Adding lucitanib to nivolumab seemed to be an active combination, which was encouraging across multiple tumor types. We saw one dose-limiting toxicity and that was grade 3 proteinuria or protein in the urine. We also had a patient that had grade 3 hypertension at 6 mg, but we did not see any other dose-limiting toxicities of hypertension when we went to 8 mg or 10 mg. Common side effects were hypertension, fatigue, proteinuria and then also some mild GI effects, such as nausea or diarrhea.

How can this trial help to overcome some of the challenges previously mentioned, what does this mean for the field?

I think moving forward, the plan is to start patients at 6 mg of lucitanib in combination with nivolumab and then titrate up, meaning that if they get through the first cycle and they don’t have any significant adverse events that we would bump that patient up to 8 mg, and then again at the end of the second cycle, bump them up to 10 mg. This is due to a large interpatient pharmacokinetic variability that we see. I am really calling this a kind of safety-based dose titration that’s going to move forward into the Phase II.

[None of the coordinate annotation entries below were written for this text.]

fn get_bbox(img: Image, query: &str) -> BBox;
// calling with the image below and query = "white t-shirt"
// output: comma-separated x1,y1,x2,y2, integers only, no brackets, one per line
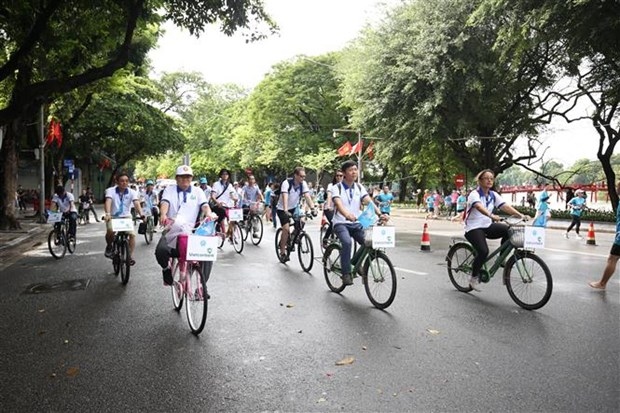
331,182,368,224
276,179,308,211
213,180,237,208
105,186,140,218
52,192,77,213
161,185,208,224
465,189,506,232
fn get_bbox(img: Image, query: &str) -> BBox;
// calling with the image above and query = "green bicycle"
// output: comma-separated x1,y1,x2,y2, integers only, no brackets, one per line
323,227,396,309
446,219,553,310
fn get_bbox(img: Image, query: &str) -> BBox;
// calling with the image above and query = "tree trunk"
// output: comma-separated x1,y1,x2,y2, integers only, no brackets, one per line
0,120,21,230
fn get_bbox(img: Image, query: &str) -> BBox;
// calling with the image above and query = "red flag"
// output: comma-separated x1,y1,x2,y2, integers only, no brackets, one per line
338,141,351,156
364,142,375,159
351,141,364,155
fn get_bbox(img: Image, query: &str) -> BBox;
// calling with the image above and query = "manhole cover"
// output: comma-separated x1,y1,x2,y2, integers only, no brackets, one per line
24,280,90,294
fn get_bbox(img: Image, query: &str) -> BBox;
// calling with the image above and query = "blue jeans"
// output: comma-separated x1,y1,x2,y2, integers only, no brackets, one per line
334,222,364,275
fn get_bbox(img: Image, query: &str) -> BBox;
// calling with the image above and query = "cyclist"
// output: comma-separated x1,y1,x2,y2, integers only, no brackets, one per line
211,168,238,236
52,185,77,239
280,166,316,262
103,172,144,265
322,171,344,248
241,175,265,238
155,165,211,285
331,160,388,285
144,179,159,227
375,185,394,215
464,169,525,291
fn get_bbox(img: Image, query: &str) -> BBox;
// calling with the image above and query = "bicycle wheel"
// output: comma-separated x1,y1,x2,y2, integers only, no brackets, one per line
446,242,474,293
297,232,314,272
232,225,244,254
47,229,67,260
118,240,131,285
504,251,553,310
250,215,263,245
185,263,209,335
170,258,185,311
362,250,396,309
323,244,346,293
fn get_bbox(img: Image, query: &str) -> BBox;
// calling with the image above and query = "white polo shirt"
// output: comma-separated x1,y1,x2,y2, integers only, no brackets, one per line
213,180,237,208
52,192,77,213
161,185,208,224
277,179,308,211
331,181,368,224
105,185,140,218
465,188,506,232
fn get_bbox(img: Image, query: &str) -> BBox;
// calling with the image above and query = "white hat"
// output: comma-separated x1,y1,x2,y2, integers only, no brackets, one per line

In the Phase II portion, we are looking to enroll up to 161 patients in four gynecologic cohorts. First endometrial cancer, second ovarian cancer, third is cervical cancer and then fourth is clear cell histology of either endometrial or ovarian origin. We are excited about this because of the activity that we observed in a small number of patients in the Phase I. We may be able to combine this tyrosine kinase inhibitor with immunotherapy to get more benefit for some of the gynecologic cancers that we haven’t seen a lot of benefit for with immunotherapy so far.

How do you see the field of gynecological cancers evolving over the next decade or how do you hope to see it evolve?

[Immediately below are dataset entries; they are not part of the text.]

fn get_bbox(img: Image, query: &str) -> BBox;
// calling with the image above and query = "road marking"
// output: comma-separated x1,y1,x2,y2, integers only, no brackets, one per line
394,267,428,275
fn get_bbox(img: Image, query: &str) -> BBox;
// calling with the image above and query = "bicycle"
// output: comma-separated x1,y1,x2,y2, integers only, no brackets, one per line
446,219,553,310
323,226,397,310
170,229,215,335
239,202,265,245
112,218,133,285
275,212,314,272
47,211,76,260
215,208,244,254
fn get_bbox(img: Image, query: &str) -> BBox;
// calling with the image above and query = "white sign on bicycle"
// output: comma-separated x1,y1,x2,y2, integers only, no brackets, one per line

I think what we are seeing across a lot of cancer types, which I hope is going to be true for gynecologic cancer, is a move away from only having chemo in the recurrent setting. That is traditionally what we had and what we knew that works, but now we have many more targeted agents. We know that for microsatellite unstable tumors with a high tumor mutation burden, immunotherapy works. We have cancers in the gynecologic field that benefit from PARP inhibitors. We have drugs like Avastin, or bevacizumab, that inhibits VEGF.

One class of drugs that I am excited about are antibody–drug conjugates and there are several that are being looked at for ovarian cancer. An antibody–drug conjugate is where we combine chemotherapy to an antibody through a linker so that it enables us to target a specific cancer cell and leave the rest of the body alone. I think this may be a more tolerable and specific way to target cancer cells.

The opinions expressed in this interview are those of the interviewee and do not necessarily reflect the views of Oncology Central or Future Science Group.